26. Juni 2013
Tibetan Centre for Human Rights and Democracy, www.tchrd.org

Das TCHRD gedenkt der Folteropfer und appelliert an China, die Folterpraxis zu beenden

Am 3. April 2013 wurde Jigme Gyatso nach 17 Jahren Haft aus dem Gefängnis entlassen. Als ein kräftiger und gesunder Mensch von 35 Jahren hatte er es betreten, und mit sehr schwachem Augenlicht, einem Herzleiden und einem so schweren Nierenschaden, daß er nicht mehr aufrecht gehen kann, verließ er es.

Acht Jahre vor seiner Entlassung traf Jigme Gyatso den UN-Sonderberichterstatter für Folter, der Jigme Gyatsos Entlassung nachdrücklich empfahl, weil er zu der Ansicht gekommen war, daß seine Verurteilung wegen „Gefährdung der Sicherheit des Staates“ durch die Gründung einer illegalen Vereinigung auf einer durch Folter erpreßten Information beruhte.

Jigme Gyatso

In den 17 Jahren hinter Gittern wurde Jigme Gyatso mit elektrischen Schlagstöcken traktiert und brutal geschlagen.
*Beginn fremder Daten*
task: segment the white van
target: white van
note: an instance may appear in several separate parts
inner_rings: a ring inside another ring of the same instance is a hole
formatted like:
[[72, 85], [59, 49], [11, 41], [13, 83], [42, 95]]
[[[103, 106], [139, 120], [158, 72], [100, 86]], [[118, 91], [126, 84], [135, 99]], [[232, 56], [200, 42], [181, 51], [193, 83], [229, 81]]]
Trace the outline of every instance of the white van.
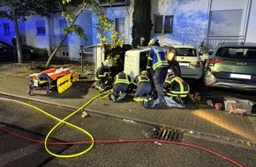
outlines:
[[147, 61], [149, 51], [149, 47], [143, 47], [125, 52], [124, 71], [131, 76], [132, 80], [140, 71], [147, 70]]

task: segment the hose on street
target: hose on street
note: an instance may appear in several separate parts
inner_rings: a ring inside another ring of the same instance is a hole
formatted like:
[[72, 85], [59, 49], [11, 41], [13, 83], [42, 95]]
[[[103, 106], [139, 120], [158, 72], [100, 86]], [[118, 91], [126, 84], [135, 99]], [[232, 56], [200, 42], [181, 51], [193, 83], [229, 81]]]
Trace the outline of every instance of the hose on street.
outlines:
[[[111, 90], [109, 90], [108, 91], [104, 91], [103, 93], [101, 93], [101, 94], [92, 98], [88, 102], [84, 104], [82, 106], [80, 106], [79, 108], [75, 110], [73, 113], [72, 113], [71, 114], [69, 114], [68, 116], [66, 116], [63, 120], [58, 119], [58, 118], [49, 114], [49, 113], [40, 109], [39, 107], [34, 106], [33, 105], [30, 105], [28, 103], [25, 103], [25, 102], [22, 102], [22, 101], [11, 99], [11, 98], [0, 98], [0, 100], [12, 101], [12, 102], [15, 102], [15, 103], [19, 103], [19, 104], [25, 105], [26, 106], [32, 107], [32, 108], [42, 113], [44, 113], [45, 115], [47, 115], [49, 117], [51, 117], [52, 119], [55, 119], [55, 120], [56, 120], [58, 121], [58, 123], [56, 126], [54, 126], [54, 127], [52, 127], [50, 129], [50, 131], [47, 134], [44, 141], [39, 141], [39, 140], [27, 138], [27, 137], [19, 135], [18, 134], [12, 133], [12, 132], [10, 132], [10, 131], [5, 130], [5, 129], [1, 128], [1, 127], [0, 127], [0, 130], [3, 131], [3, 132], [8, 133], [10, 134], [12, 134], [12, 135], [14, 135], [16, 137], [21, 138], [23, 140], [26, 140], [26, 141], [30, 141], [30, 142], [34, 142], [44, 143], [45, 149], [47, 150], [47, 152], [49, 154], [50, 154], [51, 156], [56, 156], [56, 157], [61, 157], [61, 158], [69, 158], [69, 157], [75, 157], [75, 156], [81, 156], [81, 155], [88, 152], [93, 148], [94, 143], [102, 143], [102, 143], [124, 143], [124, 142], [159, 142], [159, 143], [170, 143], [170, 144], [176, 144], [176, 145], [182, 145], [182, 146], [187, 146], [187, 147], [198, 149], [203, 150], [205, 152], [208, 152], [210, 154], [217, 156], [219, 156], [219, 157], [221, 157], [221, 158], [222, 158], [222, 159], [224, 159], [226, 161], [230, 162], [231, 163], [233, 163], [233, 164], [235, 164], [237, 166], [239, 166], [239, 167], [244, 166], [244, 165], [240, 164], [239, 163], [237, 163], [237, 162], [236, 162], [236, 161], [225, 156], [223, 155], [221, 155], [219, 153], [216, 153], [216, 152], [212, 151], [210, 149], [207, 149], [206, 148], [203, 148], [203, 147], [200, 147], [200, 146], [197, 146], [197, 145], [194, 145], [194, 144], [190, 144], [190, 143], [177, 142], [172, 142], [172, 141], [163, 141], [163, 140], [157, 140], [157, 139], [129, 139], [129, 140], [124, 139], [124, 140], [116, 140], [116, 141], [115, 140], [113, 140], [113, 141], [94, 141], [93, 135], [90, 133], [88, 133], [87, 131], [84, 130], [83, 128], [81, 128], [81, 127], [79, 127], [78, 126], [75, 126], [75, 125], [66, 121], [68, 119], [70, 119], [74, 114], [76, 114], [79, 111], [82, 110], [85, 106], [89, 105], [93, 100], [94, 100], [97, 98], [106, 98], [110, 91], [111, 91]], [[50, 137], [50, 135], [53, 133], [53, 131], [55, 131], [56, 128], [58, 126], [60, 126], [61, 124], [66, 124], [66, 125], [69, 125], [69, 126], [72, 127], [73, 128], [76, 128], [76, 129], [78, 129], [79, 131], [82, 131], [84, 134], [86, 134], [87, 136], [89, 136], [90, 141], [75, 142], [48, 142], [48, 140]], [[90, 146], [87, 149], [85, 149], [85, 150], [83, 150], [81, 152], [75, 153], [75, 154], [71, 154], [71, 155], [58, 155], [58, 154], [53, 153], [48, 148], [48, 145], [78, 145], [78, 144], [90, 144]]]

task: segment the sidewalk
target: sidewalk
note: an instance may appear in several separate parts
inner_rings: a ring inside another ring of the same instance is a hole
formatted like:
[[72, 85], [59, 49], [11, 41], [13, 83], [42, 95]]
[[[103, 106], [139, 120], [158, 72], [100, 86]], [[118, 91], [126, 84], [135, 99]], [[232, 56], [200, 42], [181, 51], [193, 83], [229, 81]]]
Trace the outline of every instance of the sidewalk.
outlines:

Heute ist der Internationale Tag zur Unterstützung der Folteropfer, während Jigme Gyatso drei Monate nach seiner lang erwarteten Entlassung aus der Haft mit seinem geschundenen Körper ringt, um weiterleben zu können.

Am Internationalen Tag zur Unterstützung der Folteropfer erinnern wir uns daran, daß das Übereinkommen gegen Folter und andere grausame, unmenschliche oder erniedrigende Behandlung oder Strafe, dessen Ziel die Abschaffung der Folter ist, am 26. Juni 1987 in Kraft getreten ist.
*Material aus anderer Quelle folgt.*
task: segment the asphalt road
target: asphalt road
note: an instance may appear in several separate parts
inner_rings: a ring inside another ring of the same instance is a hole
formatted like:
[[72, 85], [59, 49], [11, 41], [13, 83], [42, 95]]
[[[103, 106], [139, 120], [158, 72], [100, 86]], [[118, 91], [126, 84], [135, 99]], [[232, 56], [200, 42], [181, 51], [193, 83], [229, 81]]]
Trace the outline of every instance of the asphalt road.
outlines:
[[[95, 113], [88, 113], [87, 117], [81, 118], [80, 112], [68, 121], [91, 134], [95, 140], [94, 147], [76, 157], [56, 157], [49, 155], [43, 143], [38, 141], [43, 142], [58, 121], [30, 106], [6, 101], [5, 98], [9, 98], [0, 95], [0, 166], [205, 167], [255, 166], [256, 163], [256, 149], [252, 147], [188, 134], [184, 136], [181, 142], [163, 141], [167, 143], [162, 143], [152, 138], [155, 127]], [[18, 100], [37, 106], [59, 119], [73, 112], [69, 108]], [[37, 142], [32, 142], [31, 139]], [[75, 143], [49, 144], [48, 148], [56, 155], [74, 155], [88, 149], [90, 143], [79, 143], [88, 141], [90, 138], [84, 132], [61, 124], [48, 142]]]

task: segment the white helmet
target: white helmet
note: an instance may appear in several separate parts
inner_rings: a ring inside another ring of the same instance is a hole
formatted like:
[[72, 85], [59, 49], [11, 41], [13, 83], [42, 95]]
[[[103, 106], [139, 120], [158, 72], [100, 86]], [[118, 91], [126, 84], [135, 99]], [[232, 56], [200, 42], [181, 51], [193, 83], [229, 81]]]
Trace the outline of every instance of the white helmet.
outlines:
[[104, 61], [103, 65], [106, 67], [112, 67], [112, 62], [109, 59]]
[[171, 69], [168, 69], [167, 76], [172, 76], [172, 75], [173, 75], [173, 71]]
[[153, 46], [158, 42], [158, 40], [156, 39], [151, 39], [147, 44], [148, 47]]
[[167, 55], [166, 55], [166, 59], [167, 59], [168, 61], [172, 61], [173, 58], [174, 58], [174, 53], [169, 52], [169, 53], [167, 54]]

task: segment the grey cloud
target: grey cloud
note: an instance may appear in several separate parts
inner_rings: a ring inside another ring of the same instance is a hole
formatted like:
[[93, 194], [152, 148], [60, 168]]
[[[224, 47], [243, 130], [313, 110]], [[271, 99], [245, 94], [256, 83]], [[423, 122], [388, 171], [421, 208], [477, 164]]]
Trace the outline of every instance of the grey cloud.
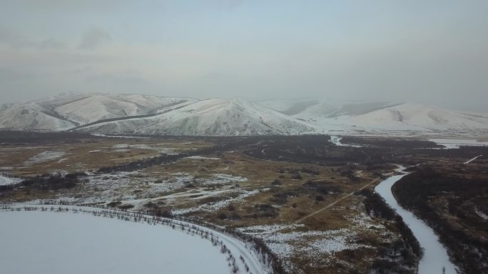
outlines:
[[92, 28], [81, 37], [78, 48], [94, 49], [111, 40], [110, 34], [103, 28]]
[[54, 38], [49, 38], [49, 39], [45, 39], [41, 41], [39, 45], [37, 46], [37, 48], [39, 49], [54, 49], [54, 50], [59, 50], [59, 49], [63, 49], [66, 48], [66, 45], [61, 42], [59, 41], [56, 39]]

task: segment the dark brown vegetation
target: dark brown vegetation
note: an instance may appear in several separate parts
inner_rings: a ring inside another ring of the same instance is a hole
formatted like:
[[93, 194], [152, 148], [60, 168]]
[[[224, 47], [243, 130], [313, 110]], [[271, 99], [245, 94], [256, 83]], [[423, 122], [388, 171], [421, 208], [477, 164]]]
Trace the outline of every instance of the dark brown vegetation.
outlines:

Keine Greueltat außer der Sklaverei wurde so einstimmig und wiederholt verurteilt wie die Folter. Die internationale Gemeinschaft betrachtet das Verbot von Folter ebenso wie das von Genozid und Sklaverei als ein jus cogens, also eine zwingende Norm des Völkerrechts, von der nichtabgewichen werden darf. Die universale Verwerfung der Folter veranlaßt Folterer, ihre Opfer vor den Augen der Welt zu verbergen, indem sie diese in „schwarze Kerker“ und geheimgehaltene Hafteinrichtungen einschließen oder ihre Existenz gänzlich verleugnen.
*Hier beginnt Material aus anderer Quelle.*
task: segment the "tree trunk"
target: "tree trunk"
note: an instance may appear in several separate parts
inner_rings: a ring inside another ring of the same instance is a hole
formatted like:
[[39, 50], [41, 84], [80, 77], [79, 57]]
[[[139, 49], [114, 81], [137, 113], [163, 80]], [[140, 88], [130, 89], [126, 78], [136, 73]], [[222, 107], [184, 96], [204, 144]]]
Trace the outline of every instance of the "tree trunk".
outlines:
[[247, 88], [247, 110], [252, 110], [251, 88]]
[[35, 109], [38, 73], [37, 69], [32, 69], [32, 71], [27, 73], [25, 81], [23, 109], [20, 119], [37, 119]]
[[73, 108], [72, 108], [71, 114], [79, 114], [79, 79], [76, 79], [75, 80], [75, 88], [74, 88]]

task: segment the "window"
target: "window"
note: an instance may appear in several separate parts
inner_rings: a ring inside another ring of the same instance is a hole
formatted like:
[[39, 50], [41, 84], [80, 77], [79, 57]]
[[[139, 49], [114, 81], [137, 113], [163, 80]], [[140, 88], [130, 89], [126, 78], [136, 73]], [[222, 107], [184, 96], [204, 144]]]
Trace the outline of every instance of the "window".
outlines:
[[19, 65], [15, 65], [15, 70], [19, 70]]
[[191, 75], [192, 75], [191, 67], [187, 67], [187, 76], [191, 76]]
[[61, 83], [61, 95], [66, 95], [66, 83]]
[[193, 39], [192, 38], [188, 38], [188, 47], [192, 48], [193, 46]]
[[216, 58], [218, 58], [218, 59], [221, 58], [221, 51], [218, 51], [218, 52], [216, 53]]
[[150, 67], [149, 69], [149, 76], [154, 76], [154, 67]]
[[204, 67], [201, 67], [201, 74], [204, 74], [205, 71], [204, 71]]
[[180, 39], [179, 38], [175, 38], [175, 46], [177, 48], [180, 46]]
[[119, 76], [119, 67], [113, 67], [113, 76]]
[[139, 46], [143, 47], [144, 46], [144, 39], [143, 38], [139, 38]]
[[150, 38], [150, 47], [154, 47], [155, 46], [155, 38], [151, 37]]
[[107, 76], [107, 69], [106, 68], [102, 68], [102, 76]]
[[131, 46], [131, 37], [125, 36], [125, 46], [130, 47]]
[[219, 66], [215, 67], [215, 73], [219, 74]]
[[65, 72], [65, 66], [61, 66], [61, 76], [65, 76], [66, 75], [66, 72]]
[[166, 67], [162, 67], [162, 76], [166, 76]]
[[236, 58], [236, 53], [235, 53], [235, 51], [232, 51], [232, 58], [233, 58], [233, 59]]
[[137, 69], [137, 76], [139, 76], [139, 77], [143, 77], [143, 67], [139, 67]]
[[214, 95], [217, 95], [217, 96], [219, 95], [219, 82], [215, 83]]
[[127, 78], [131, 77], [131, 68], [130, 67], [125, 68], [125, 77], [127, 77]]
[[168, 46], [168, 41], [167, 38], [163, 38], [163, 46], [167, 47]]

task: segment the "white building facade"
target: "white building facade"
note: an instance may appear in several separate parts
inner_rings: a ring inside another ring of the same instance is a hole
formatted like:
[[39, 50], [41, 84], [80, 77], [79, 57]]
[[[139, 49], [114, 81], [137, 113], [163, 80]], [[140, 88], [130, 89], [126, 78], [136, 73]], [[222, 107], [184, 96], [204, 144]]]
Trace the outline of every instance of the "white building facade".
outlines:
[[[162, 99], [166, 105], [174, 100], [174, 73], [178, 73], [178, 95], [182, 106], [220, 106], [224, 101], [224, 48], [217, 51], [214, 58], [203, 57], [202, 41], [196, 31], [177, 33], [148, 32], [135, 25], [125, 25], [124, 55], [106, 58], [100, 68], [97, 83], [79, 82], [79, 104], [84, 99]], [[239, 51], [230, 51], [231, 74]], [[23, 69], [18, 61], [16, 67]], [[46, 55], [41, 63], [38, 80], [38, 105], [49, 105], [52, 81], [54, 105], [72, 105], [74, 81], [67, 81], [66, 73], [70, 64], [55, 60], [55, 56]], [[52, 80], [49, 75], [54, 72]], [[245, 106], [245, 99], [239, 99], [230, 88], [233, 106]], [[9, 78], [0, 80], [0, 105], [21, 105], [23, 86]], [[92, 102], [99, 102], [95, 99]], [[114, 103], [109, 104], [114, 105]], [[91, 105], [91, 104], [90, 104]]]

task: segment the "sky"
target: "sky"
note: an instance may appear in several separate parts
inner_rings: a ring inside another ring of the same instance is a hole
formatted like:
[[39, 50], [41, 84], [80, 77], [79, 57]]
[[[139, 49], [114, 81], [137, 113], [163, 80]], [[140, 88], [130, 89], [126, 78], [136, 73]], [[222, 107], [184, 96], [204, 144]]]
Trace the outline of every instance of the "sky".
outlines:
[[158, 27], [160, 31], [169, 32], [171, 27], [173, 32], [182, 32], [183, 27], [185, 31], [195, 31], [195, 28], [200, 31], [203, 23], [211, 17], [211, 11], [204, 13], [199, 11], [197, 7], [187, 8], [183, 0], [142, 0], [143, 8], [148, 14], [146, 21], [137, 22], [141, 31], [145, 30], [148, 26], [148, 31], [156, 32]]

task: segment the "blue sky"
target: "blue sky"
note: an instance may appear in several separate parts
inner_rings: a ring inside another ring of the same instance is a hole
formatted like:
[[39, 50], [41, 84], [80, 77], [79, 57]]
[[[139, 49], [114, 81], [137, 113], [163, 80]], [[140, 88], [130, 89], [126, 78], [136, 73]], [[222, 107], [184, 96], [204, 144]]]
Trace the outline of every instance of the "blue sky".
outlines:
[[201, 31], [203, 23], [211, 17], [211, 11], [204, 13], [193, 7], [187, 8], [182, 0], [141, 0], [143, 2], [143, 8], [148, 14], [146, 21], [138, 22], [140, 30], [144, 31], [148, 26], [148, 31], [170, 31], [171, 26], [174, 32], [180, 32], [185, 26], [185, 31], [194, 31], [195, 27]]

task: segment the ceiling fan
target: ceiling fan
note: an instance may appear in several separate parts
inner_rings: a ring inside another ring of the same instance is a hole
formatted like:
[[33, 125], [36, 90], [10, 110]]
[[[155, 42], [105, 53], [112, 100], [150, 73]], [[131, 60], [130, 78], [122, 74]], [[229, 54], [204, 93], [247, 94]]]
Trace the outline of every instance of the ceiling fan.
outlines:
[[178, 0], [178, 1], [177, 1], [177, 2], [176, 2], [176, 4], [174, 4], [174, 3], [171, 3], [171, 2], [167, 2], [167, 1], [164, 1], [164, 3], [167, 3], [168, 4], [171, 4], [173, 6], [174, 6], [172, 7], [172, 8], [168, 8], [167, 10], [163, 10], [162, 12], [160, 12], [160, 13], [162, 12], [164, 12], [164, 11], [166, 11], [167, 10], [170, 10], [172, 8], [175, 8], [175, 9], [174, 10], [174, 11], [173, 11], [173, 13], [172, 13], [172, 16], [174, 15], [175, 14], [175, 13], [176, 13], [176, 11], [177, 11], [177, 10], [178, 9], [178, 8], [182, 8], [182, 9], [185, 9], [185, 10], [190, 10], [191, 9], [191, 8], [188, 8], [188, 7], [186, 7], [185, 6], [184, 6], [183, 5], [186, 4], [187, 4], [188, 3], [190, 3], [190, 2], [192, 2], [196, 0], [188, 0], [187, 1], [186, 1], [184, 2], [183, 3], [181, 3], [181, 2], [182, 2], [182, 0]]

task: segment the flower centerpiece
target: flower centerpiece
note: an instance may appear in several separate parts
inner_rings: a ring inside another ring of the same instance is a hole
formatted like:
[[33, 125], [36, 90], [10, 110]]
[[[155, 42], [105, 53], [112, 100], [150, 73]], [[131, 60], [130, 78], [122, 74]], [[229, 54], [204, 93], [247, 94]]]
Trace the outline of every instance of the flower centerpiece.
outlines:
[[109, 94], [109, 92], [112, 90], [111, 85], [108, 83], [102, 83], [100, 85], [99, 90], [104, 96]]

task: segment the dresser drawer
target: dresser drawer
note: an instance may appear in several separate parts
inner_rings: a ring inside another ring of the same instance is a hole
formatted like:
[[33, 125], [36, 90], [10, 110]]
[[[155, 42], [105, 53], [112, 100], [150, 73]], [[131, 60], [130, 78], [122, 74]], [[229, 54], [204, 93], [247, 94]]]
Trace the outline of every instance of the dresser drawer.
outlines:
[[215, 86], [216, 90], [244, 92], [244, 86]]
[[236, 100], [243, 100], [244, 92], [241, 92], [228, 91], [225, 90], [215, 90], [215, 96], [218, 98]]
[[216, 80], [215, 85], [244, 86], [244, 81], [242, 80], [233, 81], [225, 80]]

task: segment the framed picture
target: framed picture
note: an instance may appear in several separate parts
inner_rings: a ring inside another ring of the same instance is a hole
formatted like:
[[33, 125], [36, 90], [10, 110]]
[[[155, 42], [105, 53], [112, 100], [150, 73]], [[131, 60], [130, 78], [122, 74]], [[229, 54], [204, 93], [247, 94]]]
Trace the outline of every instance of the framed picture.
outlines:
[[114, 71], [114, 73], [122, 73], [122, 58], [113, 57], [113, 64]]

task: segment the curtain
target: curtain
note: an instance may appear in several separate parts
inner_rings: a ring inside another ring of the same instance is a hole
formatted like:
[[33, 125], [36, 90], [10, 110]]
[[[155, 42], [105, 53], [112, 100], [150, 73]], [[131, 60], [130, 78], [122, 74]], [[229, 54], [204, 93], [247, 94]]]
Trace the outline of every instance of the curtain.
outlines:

China als ein Vertragspartner der Konvention gegen die Folter ist verpflichtet, Folter zu verhindern und die Folterer zu bestrafen. Das bedeutet, daß der Staat nicht nur Gesetze haben muß, welche die Folter verbieten, sondern daß er auch dafür sorgen muß, daß diese Gesetze die Folter effektiv verhindern. Doch Chinas Gesetze verhindern die Folter nicht.

Die Konvention gegen Folter enthält fakultative Bestimmungen, die den einzelnen Staaten helfen sollen, die Folter auszurotten. Der Ausschuß gegen Folter arbeitet mit den Staaten zusammen, um Foltervorwürfe zu untersuchen (Art. 20). Mit der Zustimmung des betreffenden Staates kann der Ausschuß auch Folterbeschuldigungen von anderen Staaten (Art. 21) und Einzelpersonen (Art. 22) anhören. Die Staaten können Besuche, Ratschläge und Hilfestellung von dem Unterausschuß für die Verhinderung der Folter erhalten, wenn sie dem Fakultativprotokoll zu der Konvention gegen Folter, die diesen Unterausschuß schuf, beitreten.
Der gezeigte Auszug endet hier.